As Zurbrugg notes in his report: “The coronavirus pandemic has exposed meat supply chains as among the most vulnerable to food system shocks. Going forward, supply is likely to be an added driver to the growth of alternative proteins.”
Recognizing supply-related shocks as risks to the food system, the Chinese government has established an initiative to reduce meat consumption by half across the country. Considering the country accounts for close to 30 percent of global meat consumption, Zurbrugg points to this as a significant opportunity for animal protein alternatives.
Another way to tackle the challenge is to reduce methane from livestock. As the Saturna report notes, feed additives can reduce emissions associated with enteric fermentation. One study found that adding a particular type of seaweed can reduce methane emissions by up to 80 percent.
When it comes to increasing crop yields, Zurbrugg notes: “If we held current production efficiencies constant through 2050, most of the world’s remaining forests would need to be converted into agricultural land. Converting forests into cropland alone would likely lead to climate disaster.”
Instead, he points to advancements in sustainable agriculture like improved soil and water management, adaptive crop genetics, and intensified production on existing cropland.
New technologies can boost sustainable agriculture
Fortunately, he adds, there’s been enormous progress in new technologies and techniques to make sustainable agriculture more efficient. This includes advanced chemical and biological agriculture technologies such as pesticides with reduced toxicity, seed treatments that allow for reductions in pesticide and fertilizer use, and enzymes that allow livestock to more efficiently absorb nutrients.

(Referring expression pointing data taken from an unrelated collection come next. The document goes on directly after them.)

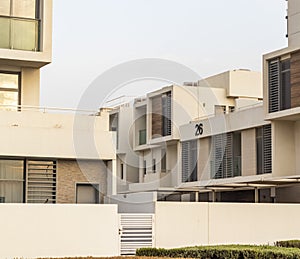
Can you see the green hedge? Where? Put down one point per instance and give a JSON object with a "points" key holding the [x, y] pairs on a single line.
{"points": [[288, 243], [224, 252]]}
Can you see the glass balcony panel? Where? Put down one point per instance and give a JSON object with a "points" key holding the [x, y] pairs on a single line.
{"points": [[9, 81], [5, 7], [25, 34], [237, 166], [5, 33], [24, 8]]}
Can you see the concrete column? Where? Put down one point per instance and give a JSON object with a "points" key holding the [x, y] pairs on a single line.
{"points": [[256, 195], [196, 196]]}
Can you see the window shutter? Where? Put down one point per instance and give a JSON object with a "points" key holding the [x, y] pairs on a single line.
{"points": [[185, 154], [218, 144], [267, 146], [274, 86], [189, 161], [228, 155]]}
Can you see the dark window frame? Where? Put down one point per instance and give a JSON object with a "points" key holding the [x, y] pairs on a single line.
{"points": [[18, 90]]}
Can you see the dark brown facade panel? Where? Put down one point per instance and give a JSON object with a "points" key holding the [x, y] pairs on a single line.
{"points": [[156, 116], [295, 79]]}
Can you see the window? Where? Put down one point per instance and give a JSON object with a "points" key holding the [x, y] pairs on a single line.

Adaptive genetics present another avenue in meeting global food demands amidst a rapidly changing climate. The agricultural biotech market (largely comprised of genetically modified crops) in 2017 represented $20 billion in sales. By 2026, it could grow to $52 billion, an 11 percent compound annual growth rate.
Finally, precision agriculture technologies are ripe for investment. There’s a $20 billion revenue opportunity in agricultural data and analytics, the most active mergers and acquisitions area in the agricultural industry. The technology includes both agricultural management software and efficiency-enhancing hardware, such as drip irrigation, variable rate nutrient applicators and soil sensors.
These technologies help to optimize fertilizer application, improve irrigation efficiency, and identify and treat weather stressed crops, the Saturna report notes. “Such applications not only help farmers maintain and improve crop yields in a climate changed world, but also help reduce agriculture’s contribution to climate change,” Zurbrugg says.
With so much innovation available to tackle the problem and a rapidly warming climate, Zurbrugg thinks there is no excuse to delay action in boosting sustainable agriculture worldwide. “The coronavirus has shown us how these shocks can really impact our food supply chain. Over the coming decades, climate change is going to be yet another, bigger shock to our food supply systems. So, it’s really important to assess how we can build a better and more resilient food supply chain in the face of these challenges.”